The decision to remove an authorized user tends to be a difficult one to make considering the person is likely a family member or friend. However, in order to protect your own finances, let’s consider some of the circumstances that warrant removing an authorized user.
- The cardholder is being financially reckless with the payments. When you add a family member or close friend as an authorized user, you must lay down boundaries to avoid bad habits. If their spending gets out of control, it’s time to remove them from the account.
- The authorized user is going over their credit limit. If the authorized user can’t respect the spending limit you’ve set? Time to take them off your account.
- The authorized user isn’t paying you for their charges on the account. As the primary cardholder, you are liable for any and all payments that are due at the end of each billing cycle. It is incredibly important to establish a payment plan with an authorized user to ensure their charges are paid for. If this becomes a hassle or the authorized user refuses to pay, it’s time to remove them.
- The authorized user’s credit has improved, now what? If the authorized user can now qualify for their own credit card, perhaps one with solid rewards and benefits, then mission accomplished! Time to let them move on.
How being an authorized user impacts your credit
Depending on the financial habits of the primary cardholder, becoming an authorized user can be good or bad. If the account holder makes payments on time and keeps balances low, your credit score can go up. That’s why becoming an authorized user is often recommended as a way for students, young adults, or those with a rocky credit history to begin rebuilding their credit.
On the other hand, if the primary cardholder regularly makes late payments, fully utilizes the cards balance or carries a large balance, the credit bureaus could use this information against the authorized user.
Late payments could show as derogatory marks on your Equifax and TransUnion credit reports. Your credit score could also suffer due to a high credit utilization ratio, which is the second most important factor in determining your credit score.
Remaining as an authorized user
If you don’t request to be taken off the account as an authorized user, you can still continue to use the card. Any activity won’t show up on your credit report.
It might be in your best interest to work with the cardholder and pay down the debt together—especially if you were responsible for some of the charges. You’re not legally obligated to make any payments, though, because the debt isn’t in your name.
The situation changes a little if you’re married to the primary cardholder. In community property states, the spouse is legally liable for debt incurred by a spouse during the marriage.
Community property states:
- New Mexico
*Note: Alaska is not recognized as a community property state but allows couples to opt into a community property relationship.
In other states, a non-signing spouse cannot be sued for debt.
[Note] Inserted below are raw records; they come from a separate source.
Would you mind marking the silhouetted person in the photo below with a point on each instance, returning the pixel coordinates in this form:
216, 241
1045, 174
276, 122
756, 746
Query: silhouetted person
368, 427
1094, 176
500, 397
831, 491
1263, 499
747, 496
How does the process differ for joint accounts
An alternative to adding an authorized user is opening a joint credit card account. In this instance, the application is joint and both individual’s credit scores, incomes and financial backgrounds are used to make the approval decision for the card. Plus, both parties are equally responsible for the balance on the card. Unfortunately, it’s not as easy to separate yourself from a joint credit card account, whether you are the primary user or a co-signer.
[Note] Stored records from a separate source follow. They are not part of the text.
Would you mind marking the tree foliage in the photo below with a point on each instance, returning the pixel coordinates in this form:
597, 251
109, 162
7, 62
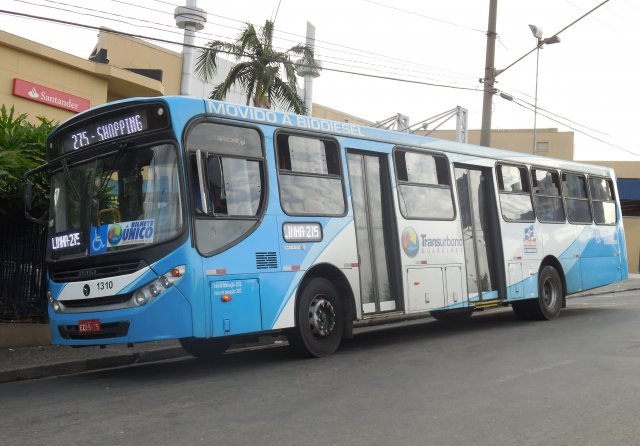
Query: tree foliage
22, 148
259, 68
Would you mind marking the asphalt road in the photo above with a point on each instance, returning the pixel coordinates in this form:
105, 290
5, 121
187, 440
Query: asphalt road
491, 381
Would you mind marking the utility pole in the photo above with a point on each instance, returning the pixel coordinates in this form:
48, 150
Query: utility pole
309, 72
489, 75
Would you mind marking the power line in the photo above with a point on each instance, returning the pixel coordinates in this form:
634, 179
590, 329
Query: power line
523, 104
141, 36
172, 30
526, 107
425, 16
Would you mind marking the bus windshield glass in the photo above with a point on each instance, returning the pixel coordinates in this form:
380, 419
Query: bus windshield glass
126, 199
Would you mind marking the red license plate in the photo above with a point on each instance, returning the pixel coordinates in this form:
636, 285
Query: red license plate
89, 326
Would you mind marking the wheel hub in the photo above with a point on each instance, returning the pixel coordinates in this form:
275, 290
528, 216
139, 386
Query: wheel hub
549, 294
322, 316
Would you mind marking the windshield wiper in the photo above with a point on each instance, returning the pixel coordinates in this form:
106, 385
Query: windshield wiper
106, 178
70, 180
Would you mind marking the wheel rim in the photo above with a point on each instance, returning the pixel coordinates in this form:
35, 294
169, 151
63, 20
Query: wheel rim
549, 293
322, 316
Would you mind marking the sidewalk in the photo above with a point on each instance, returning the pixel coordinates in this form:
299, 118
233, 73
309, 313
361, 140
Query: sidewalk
17, 364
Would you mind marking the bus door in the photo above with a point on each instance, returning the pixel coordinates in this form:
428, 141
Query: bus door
375, 232
479, 218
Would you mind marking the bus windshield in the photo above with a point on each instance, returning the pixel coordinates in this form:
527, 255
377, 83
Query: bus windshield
125, 199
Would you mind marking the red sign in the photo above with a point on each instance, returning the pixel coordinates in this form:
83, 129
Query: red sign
49, 96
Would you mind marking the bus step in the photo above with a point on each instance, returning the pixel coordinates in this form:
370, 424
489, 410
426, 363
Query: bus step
483, 304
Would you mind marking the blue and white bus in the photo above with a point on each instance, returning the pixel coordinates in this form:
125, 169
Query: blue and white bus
207, 222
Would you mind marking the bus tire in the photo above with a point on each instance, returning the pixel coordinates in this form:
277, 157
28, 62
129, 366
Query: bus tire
550, 295
205, 348
319, 320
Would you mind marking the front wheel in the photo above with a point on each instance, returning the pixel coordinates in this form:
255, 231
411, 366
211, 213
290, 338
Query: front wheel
319, 320
550, 295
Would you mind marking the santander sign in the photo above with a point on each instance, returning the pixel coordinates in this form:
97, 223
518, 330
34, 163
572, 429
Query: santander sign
49, 96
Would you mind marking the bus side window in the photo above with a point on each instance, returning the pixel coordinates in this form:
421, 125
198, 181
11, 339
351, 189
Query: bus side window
574, 191
603, 201
310, 176
424, 186
547, 196
515, 195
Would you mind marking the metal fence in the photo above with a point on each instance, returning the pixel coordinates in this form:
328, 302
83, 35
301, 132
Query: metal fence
23, 285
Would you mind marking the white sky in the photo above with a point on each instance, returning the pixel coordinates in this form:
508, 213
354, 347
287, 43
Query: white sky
588, 81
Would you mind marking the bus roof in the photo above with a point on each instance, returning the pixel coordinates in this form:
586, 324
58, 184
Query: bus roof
345, 129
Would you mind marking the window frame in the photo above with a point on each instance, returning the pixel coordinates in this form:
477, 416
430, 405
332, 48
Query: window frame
537, 194
399, 182
507, 193
196, 172
566, 197
282, 132
611, 200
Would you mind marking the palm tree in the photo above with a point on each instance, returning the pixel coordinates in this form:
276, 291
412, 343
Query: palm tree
258, 68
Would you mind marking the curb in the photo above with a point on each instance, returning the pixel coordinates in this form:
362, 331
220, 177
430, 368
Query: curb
71, 367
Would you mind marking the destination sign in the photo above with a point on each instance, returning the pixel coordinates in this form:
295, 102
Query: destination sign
105, 130
91, 128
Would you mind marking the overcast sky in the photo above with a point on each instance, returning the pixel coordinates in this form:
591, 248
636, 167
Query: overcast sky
587, 83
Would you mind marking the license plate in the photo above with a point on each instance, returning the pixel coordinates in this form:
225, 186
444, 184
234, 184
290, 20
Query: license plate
89, 326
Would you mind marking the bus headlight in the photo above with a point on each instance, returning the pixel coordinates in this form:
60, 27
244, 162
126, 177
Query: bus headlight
150, 291
55, 305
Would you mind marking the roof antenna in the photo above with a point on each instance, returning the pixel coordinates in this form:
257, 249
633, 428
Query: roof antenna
276, 14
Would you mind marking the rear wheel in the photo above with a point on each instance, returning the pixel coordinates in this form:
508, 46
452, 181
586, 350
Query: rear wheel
550, 295
319, 320
205, 348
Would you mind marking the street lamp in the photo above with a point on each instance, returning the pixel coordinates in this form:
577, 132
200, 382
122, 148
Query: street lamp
537, 33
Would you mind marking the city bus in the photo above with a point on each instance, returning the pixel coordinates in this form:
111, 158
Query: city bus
212, 223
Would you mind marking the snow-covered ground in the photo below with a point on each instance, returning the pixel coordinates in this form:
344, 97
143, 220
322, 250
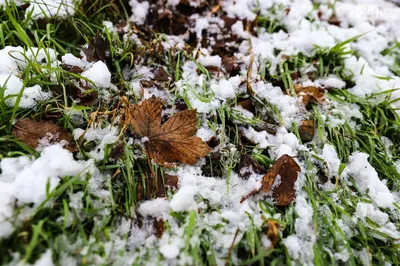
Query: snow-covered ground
351, 47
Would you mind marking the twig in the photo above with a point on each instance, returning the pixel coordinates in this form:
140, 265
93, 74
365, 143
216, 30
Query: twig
231, 247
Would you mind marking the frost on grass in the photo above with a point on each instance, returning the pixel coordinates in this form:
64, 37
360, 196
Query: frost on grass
26, 181
368, 181
252, 84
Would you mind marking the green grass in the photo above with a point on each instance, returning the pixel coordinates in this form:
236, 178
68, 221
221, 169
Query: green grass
57, 226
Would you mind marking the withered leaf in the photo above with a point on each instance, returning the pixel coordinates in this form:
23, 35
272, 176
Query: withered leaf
273, 231
306, 130
161, 75
98, 49
283, 191
171, 142
310, 94
247, 165
159, 227
31, 132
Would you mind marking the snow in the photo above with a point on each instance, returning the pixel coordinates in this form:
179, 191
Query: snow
26, 181
214, 200
224, 90
102, 137
210, 60
51, 8
29, 95
287, 105
331, 81
367, 180
300, 245
169, 251
139, 11
331, 157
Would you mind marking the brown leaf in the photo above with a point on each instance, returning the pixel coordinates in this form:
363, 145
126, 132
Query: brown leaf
247, 165
173, 141
306, 130
161, 75
273, 231
310, 94
159, 227
31, 132
98, 49
283, 192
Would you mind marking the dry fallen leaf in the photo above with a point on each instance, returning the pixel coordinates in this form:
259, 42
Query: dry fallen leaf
310, 94
306, 130
31, 132
272, 231
283, 190
173, 141
247, 165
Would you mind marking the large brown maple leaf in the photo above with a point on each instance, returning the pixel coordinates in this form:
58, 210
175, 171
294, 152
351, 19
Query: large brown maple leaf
173, 141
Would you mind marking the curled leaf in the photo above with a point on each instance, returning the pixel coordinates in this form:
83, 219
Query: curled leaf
280, 180
306, 130
310, 94
272, 231
32, 133
171, 142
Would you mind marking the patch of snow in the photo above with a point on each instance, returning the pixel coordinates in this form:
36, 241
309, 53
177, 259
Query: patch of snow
99, 74
157, 208
26, 181
139, 11
367, 180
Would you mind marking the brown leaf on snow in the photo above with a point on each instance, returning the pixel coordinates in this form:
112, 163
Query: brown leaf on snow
161, 75
247, 165
272, 231
98, 49
31, 132
283, 191
306, 130
171, 142
310, 94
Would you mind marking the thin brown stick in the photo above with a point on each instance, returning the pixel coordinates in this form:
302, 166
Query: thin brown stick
231, 247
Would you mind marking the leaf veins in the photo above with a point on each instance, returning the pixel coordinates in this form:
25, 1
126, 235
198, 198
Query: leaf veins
173, 141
If you want to be removed from the account, you’ll have to call the credit card provider and be prepared to negotiate. If the other account holder would qualify for the card on their own, the credit card company may approve your request. If not, your only option is to pay off any outstanding debt and close the account. You remain liable for any payments and any activity will continue to be reflected on your credit reports.
The bottom line
Weigh the consequences carefully before entangling someone’s finances with your own. Becoming an authorized user can be a great way to build your credit, but you should understand your responsibilities and take action to protect your credit score if the other party is facing financial difficulties.